Nope. Not unless you design it that way. HSA’s guidelines and standards don’t remove any details or differentiation from your system. They merely provide alternatives if you want them. Still want to program down to the bare metal on your GPU? Great; HSA does nothing to stop you. Still want to bit-twiddle your DSP or hard-code your CPU? Fantastic. But if you’d rather treat your disparate processing elements as more-or-less equal partners sharing a memory map and a power supply, HSA has some good ideas about how you might abstract away some of the gory details.

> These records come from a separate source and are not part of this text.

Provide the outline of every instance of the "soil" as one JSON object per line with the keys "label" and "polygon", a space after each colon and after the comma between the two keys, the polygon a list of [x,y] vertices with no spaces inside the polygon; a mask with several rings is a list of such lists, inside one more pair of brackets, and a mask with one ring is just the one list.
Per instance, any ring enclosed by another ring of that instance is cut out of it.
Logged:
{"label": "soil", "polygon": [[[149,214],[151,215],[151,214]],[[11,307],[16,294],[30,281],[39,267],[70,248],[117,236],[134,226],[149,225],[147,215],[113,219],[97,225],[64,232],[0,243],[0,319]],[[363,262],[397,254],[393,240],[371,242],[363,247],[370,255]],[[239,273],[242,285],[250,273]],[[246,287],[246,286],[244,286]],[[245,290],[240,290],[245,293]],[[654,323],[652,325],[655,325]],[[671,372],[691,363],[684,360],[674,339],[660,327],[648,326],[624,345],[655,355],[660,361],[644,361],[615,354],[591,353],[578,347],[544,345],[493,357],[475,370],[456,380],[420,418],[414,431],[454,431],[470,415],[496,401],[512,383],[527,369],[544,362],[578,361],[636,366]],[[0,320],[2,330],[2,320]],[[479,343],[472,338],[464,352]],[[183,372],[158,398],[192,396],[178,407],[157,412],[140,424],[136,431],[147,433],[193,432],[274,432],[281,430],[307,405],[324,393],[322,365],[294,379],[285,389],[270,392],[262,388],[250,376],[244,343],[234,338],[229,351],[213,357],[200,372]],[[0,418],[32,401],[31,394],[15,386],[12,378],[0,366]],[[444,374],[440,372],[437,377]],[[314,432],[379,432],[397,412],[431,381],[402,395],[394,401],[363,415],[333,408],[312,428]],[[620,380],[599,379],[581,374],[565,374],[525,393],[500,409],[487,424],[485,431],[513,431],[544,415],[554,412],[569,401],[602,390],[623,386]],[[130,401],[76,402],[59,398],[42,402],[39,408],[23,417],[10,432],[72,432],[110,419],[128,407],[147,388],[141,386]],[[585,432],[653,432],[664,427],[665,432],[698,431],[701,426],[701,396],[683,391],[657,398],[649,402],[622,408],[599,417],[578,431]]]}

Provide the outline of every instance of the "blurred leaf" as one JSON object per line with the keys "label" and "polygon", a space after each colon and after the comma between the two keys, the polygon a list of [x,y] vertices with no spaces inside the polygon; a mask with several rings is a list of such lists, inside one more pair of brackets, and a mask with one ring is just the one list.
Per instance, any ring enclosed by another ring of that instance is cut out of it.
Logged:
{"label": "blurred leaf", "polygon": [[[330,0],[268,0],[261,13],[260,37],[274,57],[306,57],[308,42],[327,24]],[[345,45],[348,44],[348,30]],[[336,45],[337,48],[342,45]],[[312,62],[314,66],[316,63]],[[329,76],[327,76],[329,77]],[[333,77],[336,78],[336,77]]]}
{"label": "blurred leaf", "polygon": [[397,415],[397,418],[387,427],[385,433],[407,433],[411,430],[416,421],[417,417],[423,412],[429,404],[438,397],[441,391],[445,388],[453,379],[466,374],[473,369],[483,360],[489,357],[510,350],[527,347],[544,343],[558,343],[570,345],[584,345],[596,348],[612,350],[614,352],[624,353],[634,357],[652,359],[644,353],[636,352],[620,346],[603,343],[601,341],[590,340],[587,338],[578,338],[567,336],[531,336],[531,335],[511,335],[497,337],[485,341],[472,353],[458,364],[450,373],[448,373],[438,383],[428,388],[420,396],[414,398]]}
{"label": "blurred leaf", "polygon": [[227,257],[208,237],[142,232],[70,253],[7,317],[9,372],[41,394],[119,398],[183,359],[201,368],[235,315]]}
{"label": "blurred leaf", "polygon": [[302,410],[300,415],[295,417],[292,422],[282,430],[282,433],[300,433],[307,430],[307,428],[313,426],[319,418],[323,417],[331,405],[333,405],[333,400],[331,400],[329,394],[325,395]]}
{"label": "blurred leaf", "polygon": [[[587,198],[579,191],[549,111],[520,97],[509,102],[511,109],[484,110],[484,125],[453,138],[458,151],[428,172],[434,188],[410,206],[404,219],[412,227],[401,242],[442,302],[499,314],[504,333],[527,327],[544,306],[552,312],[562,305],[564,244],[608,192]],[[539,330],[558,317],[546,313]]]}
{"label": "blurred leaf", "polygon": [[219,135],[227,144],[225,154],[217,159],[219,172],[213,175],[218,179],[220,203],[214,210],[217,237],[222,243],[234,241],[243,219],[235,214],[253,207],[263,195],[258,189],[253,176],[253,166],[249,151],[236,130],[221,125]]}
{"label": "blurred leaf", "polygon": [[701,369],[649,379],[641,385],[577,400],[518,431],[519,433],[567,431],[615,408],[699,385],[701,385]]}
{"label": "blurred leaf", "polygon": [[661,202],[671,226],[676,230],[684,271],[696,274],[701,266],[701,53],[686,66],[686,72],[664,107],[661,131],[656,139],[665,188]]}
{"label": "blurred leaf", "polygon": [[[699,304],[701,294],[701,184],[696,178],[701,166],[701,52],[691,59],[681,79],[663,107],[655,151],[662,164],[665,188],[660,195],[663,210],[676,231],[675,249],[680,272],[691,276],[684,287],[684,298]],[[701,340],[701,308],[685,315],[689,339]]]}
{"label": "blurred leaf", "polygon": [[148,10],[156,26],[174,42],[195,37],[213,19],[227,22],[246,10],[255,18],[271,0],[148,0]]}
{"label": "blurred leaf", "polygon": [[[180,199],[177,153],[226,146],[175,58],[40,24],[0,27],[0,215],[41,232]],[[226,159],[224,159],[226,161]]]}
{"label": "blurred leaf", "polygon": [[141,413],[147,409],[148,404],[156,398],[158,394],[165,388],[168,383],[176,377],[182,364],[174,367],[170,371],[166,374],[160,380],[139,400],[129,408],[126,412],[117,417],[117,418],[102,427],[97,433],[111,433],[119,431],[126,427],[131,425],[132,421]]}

It’s a lot like DirectX, Microsoft’s ever-evolving graphics-driver architecture. At first, high-performance game programmers decried DirectX as a fat, slow layer of buggy bloatware that got between them and their artisanal GPU code. Later, DirectX evolved into a useful abstraction layer that nevertheless allowed hard-core coders to touch the metal if they really wanted to. Today, DirectX is almost universally used to bring sanity to a very complex world of incompatible GPU architectures and daily driver updates.

As Marty Johnson, HSA representative from AMD says, “If you want write-once, run-anywhere code, HSA can get you there. But if you prefer coding to bare metal, HSA supports that, too. It doesn’t turn everything to vanilla. HSA gives you more options, not fewer.”

I like vanilla as much as the next guy. But choices are good, too. And HSA provides a choice for simplicity and sanity. That’s going to be more important as processors, and multiprocessor systems, get more complicated.